The recruitment process should never end. If you take applications year round, you will have an answer to the question, “where are they when I need them”. From clerks to executives, referrals will always be one of your best sources of personnel. Since you can’t rush referrals or turn this source on and off, always keep your ears open.

The screening process is perhaps the most difficult step in the employment process. Because it’s time intensive, there is a tendency not to be properly prepared, to hurry the process or to end it prematurely. Interviewing skills aren’t something that we are all born with. However, the ability to conduct a good interview is a valuable skill that can be acquired. Don’t underestimate the value of testing. A major manufacturing company recently reported that they administered an average of 13 hours of tests to their entry level factory employees prior to offering them a job.

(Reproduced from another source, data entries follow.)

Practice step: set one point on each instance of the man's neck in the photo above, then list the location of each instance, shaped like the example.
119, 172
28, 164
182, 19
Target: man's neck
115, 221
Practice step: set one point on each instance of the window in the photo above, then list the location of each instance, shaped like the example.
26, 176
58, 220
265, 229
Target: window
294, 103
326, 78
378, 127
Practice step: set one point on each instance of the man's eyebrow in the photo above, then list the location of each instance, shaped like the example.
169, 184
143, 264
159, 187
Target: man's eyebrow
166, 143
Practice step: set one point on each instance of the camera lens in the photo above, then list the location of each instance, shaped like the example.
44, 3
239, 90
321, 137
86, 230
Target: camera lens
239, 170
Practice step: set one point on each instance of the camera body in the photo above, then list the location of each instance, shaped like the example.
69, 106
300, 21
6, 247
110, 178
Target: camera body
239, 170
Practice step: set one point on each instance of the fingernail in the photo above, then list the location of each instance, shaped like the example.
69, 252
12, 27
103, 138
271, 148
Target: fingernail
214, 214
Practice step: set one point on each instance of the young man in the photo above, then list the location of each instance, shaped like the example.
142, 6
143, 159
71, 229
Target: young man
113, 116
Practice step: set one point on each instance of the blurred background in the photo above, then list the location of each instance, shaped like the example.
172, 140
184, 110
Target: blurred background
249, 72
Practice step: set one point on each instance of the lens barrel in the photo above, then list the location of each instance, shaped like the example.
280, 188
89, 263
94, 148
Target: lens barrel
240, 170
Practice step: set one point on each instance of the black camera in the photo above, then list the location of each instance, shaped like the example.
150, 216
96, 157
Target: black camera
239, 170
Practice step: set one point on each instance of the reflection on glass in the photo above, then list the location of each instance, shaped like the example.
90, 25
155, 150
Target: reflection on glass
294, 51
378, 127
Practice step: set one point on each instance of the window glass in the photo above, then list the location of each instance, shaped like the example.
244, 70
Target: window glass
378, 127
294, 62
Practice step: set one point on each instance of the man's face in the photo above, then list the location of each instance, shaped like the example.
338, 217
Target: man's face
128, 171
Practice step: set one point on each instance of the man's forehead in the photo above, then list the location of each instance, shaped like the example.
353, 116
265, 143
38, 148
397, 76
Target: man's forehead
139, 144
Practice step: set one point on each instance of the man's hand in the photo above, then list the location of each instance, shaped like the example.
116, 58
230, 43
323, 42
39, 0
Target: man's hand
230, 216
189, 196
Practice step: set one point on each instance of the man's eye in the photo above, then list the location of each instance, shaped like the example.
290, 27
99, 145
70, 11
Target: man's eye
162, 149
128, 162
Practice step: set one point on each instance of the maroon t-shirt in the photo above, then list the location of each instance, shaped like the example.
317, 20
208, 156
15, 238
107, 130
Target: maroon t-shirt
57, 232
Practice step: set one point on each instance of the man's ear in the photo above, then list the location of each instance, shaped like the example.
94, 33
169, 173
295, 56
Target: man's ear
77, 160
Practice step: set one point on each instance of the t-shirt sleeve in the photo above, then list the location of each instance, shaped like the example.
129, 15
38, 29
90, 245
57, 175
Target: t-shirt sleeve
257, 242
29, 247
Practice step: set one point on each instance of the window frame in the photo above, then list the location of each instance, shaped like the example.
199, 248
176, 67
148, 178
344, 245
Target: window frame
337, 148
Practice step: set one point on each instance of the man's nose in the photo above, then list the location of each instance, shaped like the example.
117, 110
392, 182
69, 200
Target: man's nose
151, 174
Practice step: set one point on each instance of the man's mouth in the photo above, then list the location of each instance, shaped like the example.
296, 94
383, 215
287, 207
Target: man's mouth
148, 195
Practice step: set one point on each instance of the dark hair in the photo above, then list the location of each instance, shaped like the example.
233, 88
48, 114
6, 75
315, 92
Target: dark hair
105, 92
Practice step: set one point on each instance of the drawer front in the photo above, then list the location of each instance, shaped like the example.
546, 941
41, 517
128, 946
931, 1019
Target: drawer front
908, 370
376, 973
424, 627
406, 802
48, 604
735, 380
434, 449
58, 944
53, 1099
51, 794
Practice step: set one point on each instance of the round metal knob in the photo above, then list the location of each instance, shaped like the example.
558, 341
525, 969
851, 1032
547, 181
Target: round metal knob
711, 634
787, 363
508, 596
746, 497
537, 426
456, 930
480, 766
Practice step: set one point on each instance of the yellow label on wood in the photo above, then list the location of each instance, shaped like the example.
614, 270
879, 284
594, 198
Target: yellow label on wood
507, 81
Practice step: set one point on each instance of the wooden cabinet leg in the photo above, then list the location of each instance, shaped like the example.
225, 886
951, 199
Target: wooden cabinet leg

Selection is the final step in the hiring process. If you have conducted the employment process diligently up to this point, your decision should be amongst several attractive alternatives. Based on objective criterion, choose the person who can best meet your requirements, not the one that exceeds them or can develop into them.

Your relationship with your future employees begins long before their first day on the job. The manner in which you conduct the employment process will not only determine the type of people that will go to work for you, but also the first impressions that they will bring with them. Set high standards, be professional, friendly, fair and show that you care about who goes to work at your business. You will be communicating a very important message about how you want your new employees to conduct themselves once they start to work for you.

Whether you employ five people or five hundred, choosing the people that work for you is one of your most important decisions. Listen to part of a conversation I had with the CEO of a rapidly growing high tech company, founded five years ago they now employ over five hundred people. “Employee selection is one of the few bureaucracies which we have in the company. I wrote the manual and it’s 20 pages long. We will not abdicate the management of people to a personnel department.”

That hands on philosophy is not limited to new high tech companies. The president and part owner of a small but successful tool and die shop who I recently visited also has strong opinions on the subject. “Finding people with the right values takes planning and hard work. I personally get involved at every step of the process, from composing ads to conducting interviews. Our success, after all, depends on having the right people, so I feel it’s critical for me to be on top of the hiring process.”

Who you do business with is your most important decision. Because it’s your business, make sure that you get the right people to work for you.